When tumor masses reached an average volume of ~200 mm³, the mice received intratumoral injections of 0.2 ml pLXSN-U6-shTERT (5×10⁵ pfu/ml, left flank) or 0.2 ml pLXSN-TK-U6-shTERT (5×10⁵ pfu/ml, right flank). Compared with shTERT tumors (left flank), TK-shTERT tumors of mice showed significant accumulation (right flank) over time as a result of intracellular entrapment of HSV-TK-phosphorylated ¹⁸F-FHBG, 150 min after ¹⁸F-FHBG injection, when the uptake value reached its greatest level (Fig. 3A and B). The liver and kidney concentration of ¹⁸F-FHBG was significantly greater, and no radioactive distribution was observed in the brain (Fig. 3B).

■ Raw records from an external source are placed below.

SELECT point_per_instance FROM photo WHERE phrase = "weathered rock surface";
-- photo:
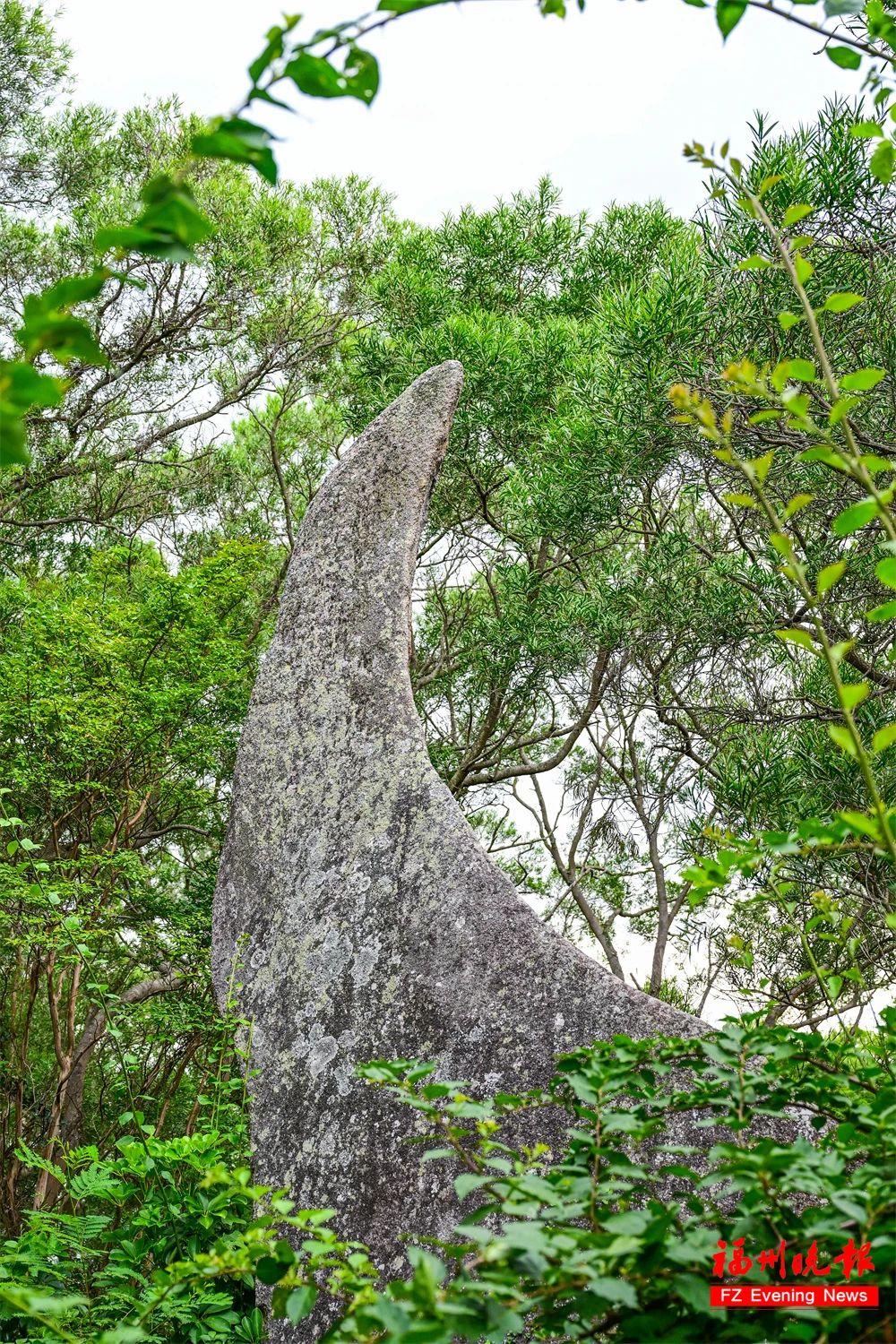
(376, 926)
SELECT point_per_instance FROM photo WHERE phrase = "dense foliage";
(653, 653)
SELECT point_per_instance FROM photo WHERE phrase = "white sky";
(479, 99)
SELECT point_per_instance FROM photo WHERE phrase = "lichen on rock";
(378, 927)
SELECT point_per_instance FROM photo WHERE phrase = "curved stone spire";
(375, 926)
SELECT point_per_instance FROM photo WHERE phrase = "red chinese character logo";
(775, 1257)
(739, 1263)
(809, 1263)
(855, 1258)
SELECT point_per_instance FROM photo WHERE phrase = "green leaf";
(728, 15)
(829, 575)
(363, 74)
(863, 379)
(804, 370)
(853, 694)
(884, 737)
(841, 303)
(841, 408)
(885, 572)
(882, 161)
(271, 1271)
(614, 1290)
(797, 503)
(692, 1290)
(850, 519)
(842, 738)
(801, 637)
(169, 228)
(796, 212)
(22, 387)
(316, 77)
(844, 56)
(805, 269)
(239, 142)
(13, 451)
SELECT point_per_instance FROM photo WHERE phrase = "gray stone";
(376, 926)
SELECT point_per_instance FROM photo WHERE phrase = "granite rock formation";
(374, 924)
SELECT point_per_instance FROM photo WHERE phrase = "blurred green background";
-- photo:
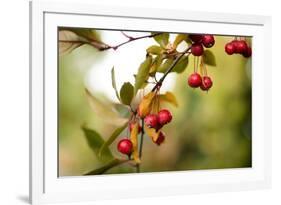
(210, 130)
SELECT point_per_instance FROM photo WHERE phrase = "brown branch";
(103, 46)
(159, 83)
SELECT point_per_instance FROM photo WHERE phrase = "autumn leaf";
(151, 132)
(127, 93)
(169, 97)
(145, 105)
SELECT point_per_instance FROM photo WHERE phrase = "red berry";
(247, 53)
(208, 41)
(197, 49)
(229, 48)
(125, 146)
(196, 38)
(164, 117)
(131, 125)
(240, 46)
(151, 120)
(206, 83)
(194, 80)
(160, 138)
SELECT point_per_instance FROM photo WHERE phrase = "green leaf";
(209, 58)
(113, 82)
(107, 111)
(68, 41)
(156, 50)
(127, 93)
(111, 139)
(106, 167)
(95, 141)
(179, 38)
(143, 73)
(181, 65)
(162, 39)
(170, 98)
(90, 34)
(165, 65)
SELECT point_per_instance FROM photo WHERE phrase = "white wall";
(14, 101)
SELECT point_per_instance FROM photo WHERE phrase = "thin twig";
(103, 46)
(171, 68)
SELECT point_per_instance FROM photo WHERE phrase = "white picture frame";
(46, 187)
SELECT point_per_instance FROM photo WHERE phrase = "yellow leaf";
(145, 105)
(170, 98)
(151, 132)
(134, 140)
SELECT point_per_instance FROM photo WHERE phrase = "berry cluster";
(125, 146)
(238, 47)
(200, 40)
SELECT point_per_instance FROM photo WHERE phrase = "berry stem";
(141, 145)
(171, 68)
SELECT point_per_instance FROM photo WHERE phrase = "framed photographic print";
(129, 102)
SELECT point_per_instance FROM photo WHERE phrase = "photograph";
(134, 101)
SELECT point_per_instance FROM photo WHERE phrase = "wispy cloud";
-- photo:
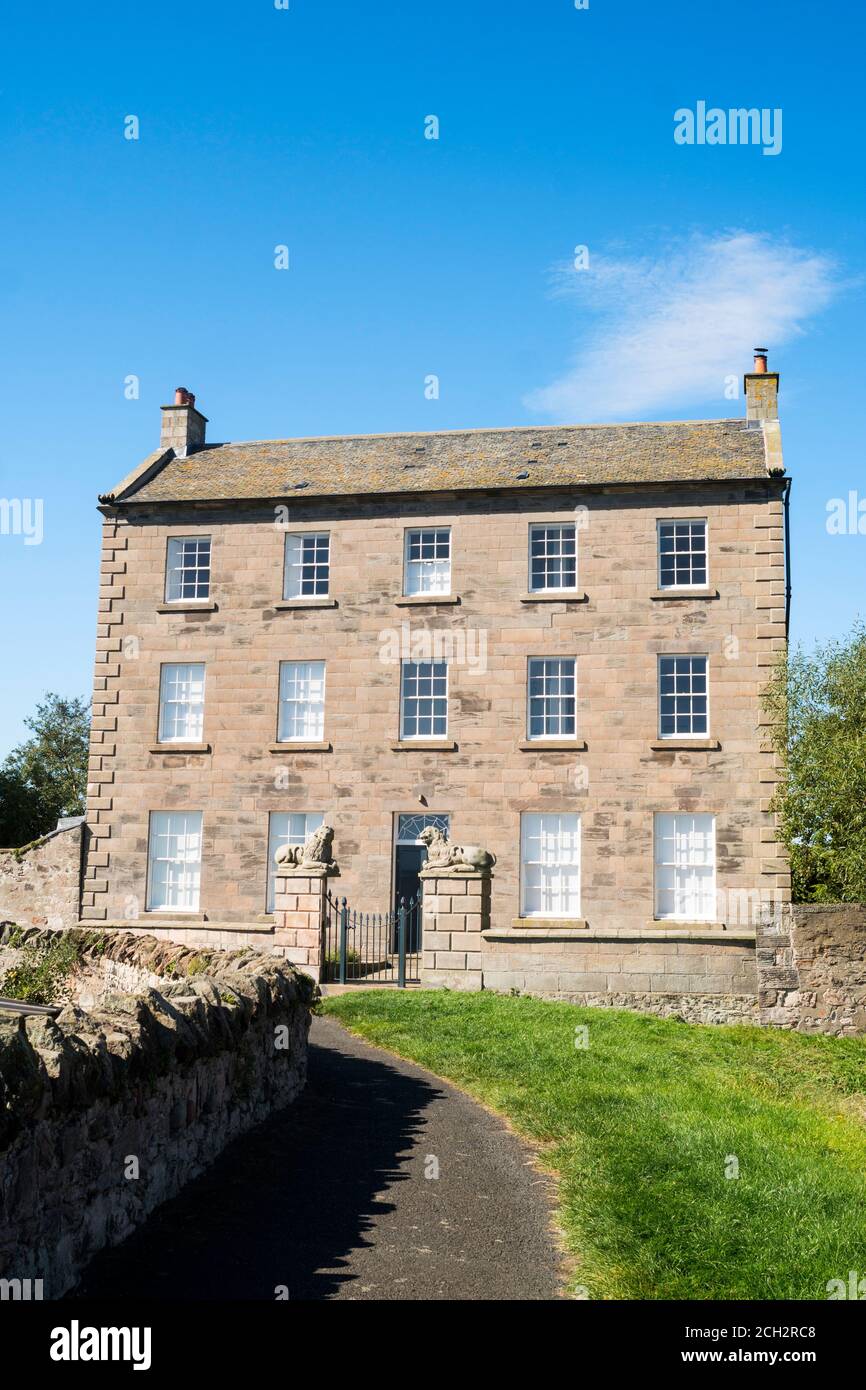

To investigate the therapeutic effects of pLXSN-TK-U6-shTERT in vivo, we established a mouse xenograft model with the BEL-7402 HCC cell line. When tumor masses reached an average volume of ~400 mm³, the mice in each group received intratumoral injections of pLXSN-U6-shTERT plasmid or pLXSN-TK-U6-shTERT plasmid of continuous injection for 5 days. Five weeks after the first treatment, the pLXSN-TK-U6-shTERT group significantly inhibited tumor growth compared with the pLXSN-U6-shTERT group (Fig. 4A and B). These findings were further supported by the increase in apoptosis and decrease in proliferation in the tumors of the pLXSN-TK-U6-shTERT-treated groups. Notably, although the two treatment groups showed a statistically significant trend of increase in TUNEL-positive cells and decrease in Ki67-positive cells compared with the control, pLXSN-TK-U6-shTERT showed significantly higher activities than pLXSN-U6-hTERT shRNA, suggesting that pLXSN-TK-U6-shTERT has higher targeting power over pLXSN-U6-shTERT (Fig. 4C and D). Collectively, these results showed that pLXSN-TK-U6-shTERT consistently exerts strong antitumor effects on liver tumor in vivo and induces apoptosis with high-tumor specificity.